新緑の枯樹 2-3


 リディアのことが頭から離れない。歌うことが好きだったのは知っていた。昔、聖歌隊に入っていたこともある。でも、どうしてソリストだ? いつから考えていたんだろう。いったいどういう理由で?
 だけど俺にはその理由を聞けそうにない。俺が聞けば、リディアが襲われた話を蒸し返してしまうかもしれない。その時に出会った俺のことも、忘れてしまいたいかもしれないのに。
 グレイがそのことを知っていたのにも驚いた。それも自分から話しただなんて、今までのリディアなら考えられない。グレイが言っていたように本当に立ち直ったのだろうか。それとも、もしかしたらそこまで話してしまえるほどグレイが大切なのかもしれない。もし結婚話がグレイから出たモノだったら、受けてしまうほどに。
 俺がシェダ様に結婚話を出された時、もし神官になることを承知していたら……。って何を考えてるんだろう、シェダ様が本気だったとしても、万が一リディアが納得しても、俺が神官をやっていけるわけがないじゃないか。
 なんにしても、シャイア神なんかにリディアを渡したくない。渡したくないったって、俺のモノじゃないことくらい充分わかっているつもりだが。
 急に木漏れ日が強くなり、俺は目を閉じてうつむき、ため息をついた。だいたいこの状況はフラれてるのと同じじゃないか。ひどく気が重い。こんな状態で宝飾の鎧を着けたら、石の床でも沈んでいってしまいそうだ。

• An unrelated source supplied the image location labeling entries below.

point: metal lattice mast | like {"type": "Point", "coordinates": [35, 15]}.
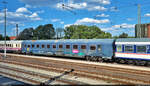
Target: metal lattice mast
{"type": "Point", "coordinates": [139, 20]}
{"type": "Point", "coordinates": [4, 2]}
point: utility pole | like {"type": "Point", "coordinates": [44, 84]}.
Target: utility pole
{"type": "Point", "coordinates": [4, 2]}
{"type": "Point", "coordinates": [16, 30]}
{"type": "Point", "coordinates": [139, 20]}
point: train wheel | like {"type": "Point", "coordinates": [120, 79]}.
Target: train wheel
{"type": "Point", "coordinates": [130, 62]}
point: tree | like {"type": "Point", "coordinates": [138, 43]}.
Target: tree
{"type": "Point", "coordinates": [85, 32]}
{"type": "Point", "coordinates": [7, 38]}
{"type": "Point", "coordinates": [123, 35]}
{"type": "Point", "coordinates": [1, 37]}
{"type": "Point", "coordinates": [44, 32]}
{"type": "Point", "coordinates": [26, 34]}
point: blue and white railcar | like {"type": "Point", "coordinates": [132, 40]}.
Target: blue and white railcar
{"type": "Point", "coordinates": [89, 48]}
{"type": "Point", "coordinates": [133, 50]}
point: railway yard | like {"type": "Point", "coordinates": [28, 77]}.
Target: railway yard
{"type": "Point", "coordinates": [50, 70]}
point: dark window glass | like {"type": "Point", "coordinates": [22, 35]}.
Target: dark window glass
{"type": "Point", "coordinates": [141, 49]}
{"type": "Point", "coordinates": [128, 48]}
{"type": "Point", "coordinates": [119, 48]}
{"type": "Point", "coordinates": [83, 46]}
{"type": "Point", "coordinates": [48, 46]}
{"type": "Point", "coordinates": [92, 47]}
{"type": "Point", "coordinates": [75, 46]}
{"type": "Point", "coordinates": [99, 47]}
{"type": "Point", "coordinates": [67, 46]}
{"type": "Point", "coordinates": [28, 46]}
{"type": "Point", "coordinates": [54, 46]}
{"type": "Point", "coordinates": [43, 46]}
{"type": "Point", "coordinates": [37, 46]}
{"type": "Point", "coordinates": [60, 46]}
{"type": "Point", "coordinates": [32, 46]}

 いきなり唇に柔らかな感触が重なり、俺の中の劣情がズルッと嫌な音を立てて引きずり出されてくる。俺は驚いて目を開け、唇を重ねているその人の肩を押しやった。驚いたような顔をしてから、その人はゾッとするほど綺麗な冷たい笑みを浮かべた。
「君は」
 誰だと聞く前に、その人はふと右に視線を送った。つられて見たその先に、リディアがいた。俺は喉まで駆け上がってきた心臓を飲み込んだ。目が合ったのは一瞬だけで、リディアは困惑したようにうつむいた。やはり見られてしまったのだろう。最悪だ。文句の一つも言いたい気持ちで視線を戻そうとして、もうそこにその人がいないことに気付いた。あたりを見回しても、いない。一体……。
「あ、の……、お久しぶりです」
 リディアはうつむき加減のまま、軽く頭を下げた。
「え? あ、久しぶり。元気、だった?」
「あ、はい。フォースも」
 俺は返事の代わりに笑顔を返した。ったく、どうすりゃいいんだ。言葉も素直に出てこない。
「あ、あの、サーデイ様とグレイさんが、サーディ様のお部屋で待ってると伝えてと」
 俺は枝の陰から出てリディアの側まで行き、城の四階を見上げた。サーディとグレイが窓からにやけた顔を出してのんきに手を振っている。ムッとしてにらみ返すと、二人ともケラケラ笑いながら頭を引っ込めた。ずっとそこにいたのなら、さっきの人がどっちに行ったか見ていただろうか。サーディなら名前くらい知っているかもしれない。
 リディアの側にいると、キスで引きずり出された情欲が、そのままになっているのがよく自覚できる。触れたい、抱きしめたい、そんな感情をまるで喉の渇きのように感じ、押さえつけるのがひどく辛い。冗談じゃない。これ以上、リディアに対してバカをやりたくない。
「行こうか」
 都合の悪い感情を隠したくて、うなずいたリディアに背を向け、俺は城の方へ歩き出した。